The ADATA Ultimate SU750 1TB SSD Review: Realtek Does Storage, Part 1by Billy Tallis on December 6, 2019 8:00 AM EST
AnandTech Storage Bench - The Destroyer
The Destroyer is an extremely long test replicating the access patterns of very IO-intensive desktop usage. A detailed breakdown can be found in this article. Like real-world usage, the drives do get the occasional break that allows for some background garbage collection and flushing caches, but those idle times are limited to 25ms so that it doesn't take all week to run the test. These AnandTech Storage Bench (ATSB) tests do not involve running the actual applications that generated the workloads, so the scores are relatively insensitive to changes in CPU performance and RAM from our new testbed, but the jump to a newer version of Windows and the newer storage drivers can have an impact.
We quantify performance on this test by reporting the drive's average data throughput, the average latency of the I/O operations, and the total energy used by the drive over the course of the test.

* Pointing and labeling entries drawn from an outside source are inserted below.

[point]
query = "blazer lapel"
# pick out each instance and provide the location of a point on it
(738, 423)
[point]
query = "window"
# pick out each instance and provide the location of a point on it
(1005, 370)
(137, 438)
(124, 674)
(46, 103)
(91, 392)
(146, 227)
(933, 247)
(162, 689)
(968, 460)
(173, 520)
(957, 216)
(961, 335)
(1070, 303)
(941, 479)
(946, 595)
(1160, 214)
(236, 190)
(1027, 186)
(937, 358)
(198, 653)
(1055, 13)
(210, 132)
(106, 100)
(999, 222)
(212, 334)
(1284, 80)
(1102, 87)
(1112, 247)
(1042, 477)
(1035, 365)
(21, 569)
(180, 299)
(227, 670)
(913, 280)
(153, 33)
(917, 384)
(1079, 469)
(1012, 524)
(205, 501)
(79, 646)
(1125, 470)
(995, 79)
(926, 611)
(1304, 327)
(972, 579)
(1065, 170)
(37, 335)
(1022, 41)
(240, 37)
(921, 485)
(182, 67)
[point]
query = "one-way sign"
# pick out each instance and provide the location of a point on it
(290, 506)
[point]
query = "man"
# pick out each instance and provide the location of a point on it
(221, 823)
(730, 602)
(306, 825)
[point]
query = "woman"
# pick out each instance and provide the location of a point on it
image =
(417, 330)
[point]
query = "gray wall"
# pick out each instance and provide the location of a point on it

The ADATA Ultimate SU750 comes in last place for overall performance on The Destroyer. The slower tier of drives also includes the QLC-based Samsung 860 QVO, the DRAMless Toshiba TR200 and the older, smaller SU800. The mainstream SATA drives with TLC NAND and full-size DRAM caches are about twice as fast overall as the DRAMless SU750.
The latency scores for the SU750 aren't as bad as the average data rate score. The SU750 is still clearly much slower than the mainstream SATA drives whether you look at the average latency or the 99th percentile latency, but in either case some of the other low-end SATA drives manage to score significantly worse.
The SU750 is essentially tied for last place for average read latency, though the TR200 and the smaller SU800 aren't much better. For average write latency, the SU750 ends up scoring better than the other entry-level drives, including the Intel 660p NVMe/QLC drive.
The Toshiba TR200 clearly beats the SU750 for QoS of read operations, but at the cost of having by far the worst 99th percentile write latency. The SU750 avoids being such an outlier and its QoS scores for both reads and writes are typical for an entry-level drive—and worse than any of the mainstream SATA drives.
Very slow drives have to keep sucking down power for a longer period of time before completing The Destroyer, so their total energy usage usually ends up being higher than that of faster drives. In this batch of drives, the ADATA SU750 is second only to the 860 QVO for high energy consumption, with both requiring at least 50% more energy than the mainstream SATA drives.